O filme do indiana Jones e Elementos.
E o saldo está extremamente ruim. O filme teve orçamento de 250 milhões mais marketing de 150 milhões (80 milhões só nos EUA) segundo a Deadline e Variety. Teríamos que olhar para algo em torno de 660 milhões e 720 milhões para começar a se pagar. O filme só se paga com o argumento The Rock.
Aladin faturou na primeira semana na coréia do sul 91 milhões de dólares e a pequena sereia faturou ali 3 milhões de dólares, a Ásia inteira está ignorando!
Indiana Jones não é para o mesmo publico. O último Indiana Jones que assisti foi o terceiro e minha menina não sabe nem quem é. Indiana Jones não tira público de Pequena Sereia. Elementos ainda não estreou, mas pode atrapalhar, quando estrear. De resto, vamos ver com o tempo,como as coisas se arrumam.
Sim é um argumento válido. Mas quantos menos filmes em cartaz, mais chances de pegar um público ocioso, que não vai pegar tendo concorrência. Aladdin e o rei leão ficaram em cartaz em circunstâncias assim.
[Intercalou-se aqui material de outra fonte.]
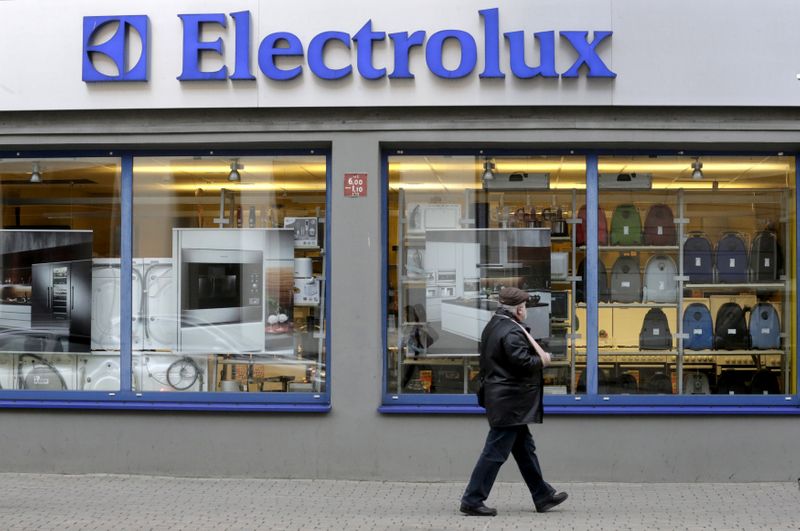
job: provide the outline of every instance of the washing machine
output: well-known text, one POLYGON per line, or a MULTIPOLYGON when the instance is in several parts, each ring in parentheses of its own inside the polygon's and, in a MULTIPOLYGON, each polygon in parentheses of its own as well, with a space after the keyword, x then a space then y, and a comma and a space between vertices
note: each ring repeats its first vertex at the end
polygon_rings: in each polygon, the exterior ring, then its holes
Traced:
POLYGON ((196 392, 208 388, 206 358, 201 356, 135 353, 133 373, 136 391, 196 392))
POLYGON ((119 356, 105 352, 78 358, 78 388, 81 391, 119 391, 119 356))
MULTIPOLYGON (((92 261, 92 350, 120 349, 120 260, 103 258, 92 261)), ((133 349, 142 348, 142 272, 133 266, 133 349)))
POLYGON ((178 345, 178 304, 172 258, 137 259, 144 279, 142 343, 134 350, 168 351, 178 345))
POLYGON ((14 381, 14 367, 17 357, 14 354, 0 354, 0 390, 11 390, 16 387, 14 381))
POLYGON ((77 359, 68 354, 19 354, 17 389, 74 391, 78 380, 77 359))

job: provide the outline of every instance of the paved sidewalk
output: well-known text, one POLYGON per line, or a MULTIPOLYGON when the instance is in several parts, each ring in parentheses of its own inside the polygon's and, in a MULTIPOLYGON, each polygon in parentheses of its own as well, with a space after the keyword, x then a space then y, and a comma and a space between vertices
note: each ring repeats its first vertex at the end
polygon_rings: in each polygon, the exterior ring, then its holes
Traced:
POLYGON ((458 513, 460 483, 0 474, 0 529, 798 529, 796 483, 571 483, 537 514, 498 483, 495 518, 458 513))

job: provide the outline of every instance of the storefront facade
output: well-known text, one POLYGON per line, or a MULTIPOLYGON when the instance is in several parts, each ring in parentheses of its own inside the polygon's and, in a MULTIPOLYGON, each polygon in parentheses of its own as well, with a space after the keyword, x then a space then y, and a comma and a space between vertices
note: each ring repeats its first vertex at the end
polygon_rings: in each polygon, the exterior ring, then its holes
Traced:
POLYGON ((464 478, 513 284, 550 476, 794 477, 800 10, 127 7, 4 59, 0 469, 464 478))

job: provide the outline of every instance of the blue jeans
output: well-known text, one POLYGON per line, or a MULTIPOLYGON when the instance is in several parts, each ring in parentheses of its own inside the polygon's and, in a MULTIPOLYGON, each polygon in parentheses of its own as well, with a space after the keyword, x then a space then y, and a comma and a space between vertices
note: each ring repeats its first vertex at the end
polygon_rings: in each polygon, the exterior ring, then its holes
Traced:
POLYGON ((536 446, 533 444, 531 432, 528 426, 522 425, 489 430, 483 452, 472 471, 461 503, 470 507, 483 504, 489 497, 497 473, 508 459, 508 454, 514 456, 522 478, 531 492, 534 505, 540 505, 555 494, 555 489, 542 478, 542 469, 536 457, 536 446))

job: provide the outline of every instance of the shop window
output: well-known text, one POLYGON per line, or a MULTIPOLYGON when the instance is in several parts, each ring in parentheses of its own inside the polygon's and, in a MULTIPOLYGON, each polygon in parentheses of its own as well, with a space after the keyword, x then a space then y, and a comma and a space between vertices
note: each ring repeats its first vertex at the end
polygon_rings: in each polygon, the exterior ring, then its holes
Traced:
POLYGON ((503 286, 530 293, 528 324, 553 352, 545 392, 586 392, 585 171, 578 156, 388 156, 393 399, 475 391, 480 334, 503 286))
POLYGON ((794 392, 794 159, 601 157, 598 173, 598 393, 794 392))
POLYGON ((118 391, 119 293, 95 274, 119 264, 119 159, 5 159, 0 197, 2 390, 118 391))
POLYGON ((326 175, 313 154, 134 159, 135 390, 326 391, 326 175))

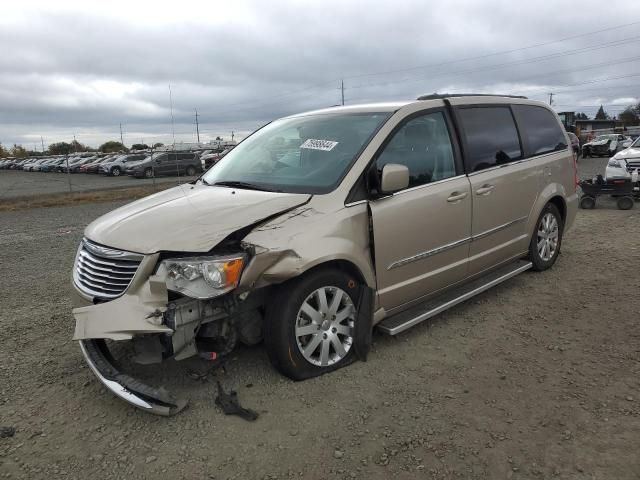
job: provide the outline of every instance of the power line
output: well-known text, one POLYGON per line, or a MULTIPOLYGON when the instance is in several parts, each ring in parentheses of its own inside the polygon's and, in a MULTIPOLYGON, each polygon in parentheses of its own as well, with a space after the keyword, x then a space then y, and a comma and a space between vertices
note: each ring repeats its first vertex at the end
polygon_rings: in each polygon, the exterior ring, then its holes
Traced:
POLYGON ((444 65, 452 65, 455 63, 462 63, 462 62, 468 62, 471 60, 480 60, 483 58, 489 58, 489 57, 494 57, 494 56, 498 56, 498 55, 504 55, 507 53, 515 53, 515 52, 521 52, 523 50, 529 50, 532 48, 538 48, 538 47, 544 47, 547 45, 552 45, 554 43, 560 43, 560 42, 566 42, 567 40, 575 40, 576 38, 582 38, 582 37, 587 37, 587 36, 591 36, 591 35, 595 35, 598 33, 602 33, 602 32, 608 32, 611 30, 618 30, 620 28, 625 28, 625 27, 630 27, 633 25, 638 25, 640 24, 640 21, 635 21, 635 22, 631 22, 631 23, 625 23, 622 25, 615 25, 612 27, 608 27, 608 28, 603 28, 601 30, 594 30, 591 32, 586 32, 586 33, 581 33, 578 35, 572 35, 570 37, 564 37, 564 38, 559 38, 557 40, 550 40, 548 42, 543 42, 543 43, 536 43, 533 45, 527 45, 525 47, 519 47, 519 48, 513 48, 510 50, 501 50, 498 52, 493 52, 493 53, 487 53, 484 55, 477 55, 477 56, 473 56, 473 57, 466 57, 466 58, 462 58, 459 60, 450 60, 447 62, 440 62, 440 63, 432 63, 432 64, 426 64, 426 65, 420 65, 420 66, 415 66, 415 67, 407 67, 407 68, 403 68, 403 69, 397 69, 397 70, 387 70, 387 71, 383 71, 383 72, 375 72, 375 73, 363 73, 363 74, 359 74, 359 75, 350 75, 350 76, 346 76, 344 78, 361 78, 361 77, 369 77, 369 76, 377 76, 377 75, 388 75, 391 73, 400 73, 400 72, 404 72, 404 71, 411 71, 411 70, 419 70, 419 69, 423 69, 423 68, 432 68, 432 67, 440 67, 440 66, 444 66, 444 65))
MULTIPOLYGON (((509 50, 502 50, 502 51, 498 51, 498 52, 492 52, 489 54, 484 54, 484 55, 477 55, 477 56, 473 56, 473 57, 467 57, 467 58, 463 58, 463 59, 459 59, 459 60, 451 60, 451 61, 447 61, 447 62, 441 62, 441 63, 435 63, 435 64, 427 64, 427 65, 421 65, 421 66, 416 66, 416 67, 408 67, 408 68, 404 68, 404 69, 397 69, 397 70, 388 70, 385 72, 373 72, 373 73, 364 73, 364 74, 357 74, 357 75, 350 75, 350 76, 345 76, 343 77, 344 79, 347 78, 361 78, 361 77, 367 77, 367 76, 378 76, 378 75, 384 75, 384 74, 390 74, 390 73, 400 73, 403 71, 411 71, 411 70, 417 70, 417 69, 421 69, 421 68, 430 68, 430 67, 436 67, 436 66, 444 66, 444 65, 450 65, 450 64, 456 64, 456 63, 461 63, 461 62, 467 62, 470 60, 479 60, 479 59, 483 59, 483 58, 489 58, 489 57, 494 57, 494 56, 498 56, 498 55, 504 55, 504 54, 508 54, 508 53, 514 53, 514 52, 519 52, 519 51, 524 51, 524 50, 529 50, 529 49, 533 49, 533 48, 538 48, 538 47, 543 47, 543 46, 547 46, 547 45, 552 45, 555 43, 561 43, 561 42, 565 42, 568 40, 573 40, 576 38, 582 38, 582 37, 586 37, 586 36, 591 36, 591 35, 596 35, 598 33, 602 33, 602 32, 607 32, 607 31, 611 31, 611 30, 618 30, 621 28, 625 28, 625 27, 630 27, 630 26, 634 26, 634 25, 638 25, 640 24, 640 21, 635 21, 635 22, 630 22, 630 23, 625 23, 625 24, 620 24, 620 25, 615 25, 615 26, 611 26, 608 28, 603 28, 600 30, 593 30, 590 32, 585 32, 585 33, 581 33, 578 35, 572 35, 569 37, 564 37, 564 38, 560 38, 560 39, 556 39, 556 40, 550 40, 548 42, 542 42, 542 43, 537 43, 537 44, 532 44, 532 45, 527 45, 524 47, 519 47, 519 48, 513 48, 513 49, 509 49, 509 50)), ((615 43, 615 42, 610 42, 610 43, 615 43)), ((586 48, 595 48, 595 47, 586 47, 586 48)), ((599 47, 599 48, 604 48, 604 47, 599 47)), ((582 50, 582 49, 579 49, 582 50)), ((319 88, 321 86, 325 86, 331 83, 334 83, 334 80, 328 80, 325 82, 321 82, 321 83, 317 83, 314 85, 310 85, 308 87, 299 89, 299 90, 295 90, 293 92, 284 92, 281 94, 277 94, 277 95, 271 95, 269 96, 269 98, 271 100, 275 99, 275 98, 283 98, 283 97, 287 97, 287 96, 292 96, 292 95, 297 95, 299 93, 304 93, 307 92, 309 90, 313 90, 316 88, 319 88)), ((354 87, 352 87, 354 88, 354 87)), ((304 98, 307 98, 307 96, 305 96, 304 98)), ((241 102, 235 102, 235 103, 230 103, 230 104, 223 104, 220 106, 220 108, 229 108, 229 107, 234 107, 237 105, 243 105, 243 104, 248 104, 247 101, 241 101, 241 102)), ((256 108, 260 108, 263 106, 268 106, 267 105, 261 105, 258 104, 256 105, 255 103, 253 104, 254 107, 256 108)), ((226 113, 226 112, 222 112, 222 113, 226 113)))
MULTIPOLYGON (((607 44, 601 44, 601 45, 595 45, 595 46, 589 46, 589 47, 581 47, 578 49, 573 49, 573 50, 565 50, 564 52, 557 52, 554 54, 549 54, 549 55, 541 55, 539 57, 533 57, 533 58, 528 58, 528 59, 523 59, 523 60, 514 60, 511 62, 505 62, 505 63, 498 63, 498 64, 494 64, 494 65, 487 65, 485 67, 479 67, 479 68, 472 68, 472 69, 468 69, 468 70, 457 70, 455 72, 436 72, 436 73, 430 73, 429 74, 429 79, 432 78, 438 78, 438 77, 457 77, 457 76, 462 76, 462 75, 473 75, 479 72, 486 72, 486 71, 490 71, 490 70, 495 70, 495 69, 500 69, 500 68, 504 68, 504 67, 510 67, 513 65, 525 65, 528 63, 535 63, 535 62, 541 62, 541 61, 545 61, 545 60, 551 60, 551 59, 556 59, 556 58, 562 58, 562 57, 566 57, 566 56, 570 56, 570 55, 575 55, 578 53, 585 53, 585 52, 589 52, 592 50, 598 50, 601 48, 608 48, 610 46, 617 46, 620 45, 621 43, 630 43, 630 42, 637 42, 640 40, 640 36, 635 36, 635 37, 629 37, 626 39, 622 39, 616 42, 609 42, 607 44)), ((412 82, 412 81, 416 81, 416 79, 414 77, 410 77, 410 78, 404 78, 404 79, 400 79, 400 80, 390 80, 387 82, 378 82, 378 83, 368 83, 368 84, 361 84, 361 85, 354 85, 353 87, 350 87, 351 89, 359 89, 359 88, 369 88, 369 87, 376 87, 376 86, 385 86, 385 85, 392 85, 395 83, 404 83, 404 82, 412 82)))

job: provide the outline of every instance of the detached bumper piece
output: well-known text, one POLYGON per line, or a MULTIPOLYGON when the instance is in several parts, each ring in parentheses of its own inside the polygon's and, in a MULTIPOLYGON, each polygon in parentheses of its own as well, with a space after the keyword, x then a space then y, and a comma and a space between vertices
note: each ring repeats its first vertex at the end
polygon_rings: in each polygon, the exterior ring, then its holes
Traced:
POLYGON ((104 340, 80 340, 80 349, 98 380, 117 397, 134 407, 165 417, 179 413, 186 399, 176 399, 164 388, 154 388, 121 373, 104 340))

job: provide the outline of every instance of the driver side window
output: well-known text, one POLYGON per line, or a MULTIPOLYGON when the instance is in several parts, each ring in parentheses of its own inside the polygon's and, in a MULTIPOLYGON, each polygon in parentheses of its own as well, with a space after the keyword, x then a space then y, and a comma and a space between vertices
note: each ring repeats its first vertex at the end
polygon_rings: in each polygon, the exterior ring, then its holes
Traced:
POLYGON ((429 113, 405 123, 378 156, 378 173, 388 163, 409 168, 409 188, 454 177, 453 148, 444 114, 429 113))

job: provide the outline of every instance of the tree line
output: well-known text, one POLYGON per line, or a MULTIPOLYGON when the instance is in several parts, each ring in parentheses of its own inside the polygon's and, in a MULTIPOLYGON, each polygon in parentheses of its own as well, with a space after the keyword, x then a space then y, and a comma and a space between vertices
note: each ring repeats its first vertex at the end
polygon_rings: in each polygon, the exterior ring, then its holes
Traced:
MULTIPOLYGON (((154 143, 153 148, 158 148, 164 146, 163 143, 154 143)), ((101 152, 101 153, 118 153, 118 152, 129 152, 132 150, 147 150, 149 145, 146 143, 134 143, 131 145, 131 148, 125 147, 122 143, 110 140, 108 142, 103 143, 98 148, 91 148, 87 145, 84 145, 77 140, 72 142, 56 142, 49 145, 46 152, 39 152, 36 150, 27 150, 22 145, 14 144, 13 147, 4 147, 2 143, 0 143, 0 157, 15 157, 15 158, 27 158, 27 157, 38 157, 45 154, 48 155, 67 155, 71 153, 80 153, 80 152, 101 152)))

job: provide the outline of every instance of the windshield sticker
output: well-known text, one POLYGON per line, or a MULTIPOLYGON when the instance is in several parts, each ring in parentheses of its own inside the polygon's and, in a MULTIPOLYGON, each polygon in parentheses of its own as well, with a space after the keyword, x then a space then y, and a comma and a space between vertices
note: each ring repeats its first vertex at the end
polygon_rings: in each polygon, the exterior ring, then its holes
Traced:
POLYGON ((332 142, 331 140, 316 140, 315 138, 308 138, 302 145, 300 145, 300 148, 330 152, 337 144, 338 142, 332 142))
Deveriam ter alocado A Pequena Sereia em outra época, sem confronto com Aranhaverso, por exemplo, mas essa história de público ocioso sempre é relativo. Um adulto do sexo masculino ocioso dificilmente vai entrar para ver um filme infanto-juvenil de princesa. Com os preços do ingresso por aqui, ele economizará para ver um filme que lhe interesse.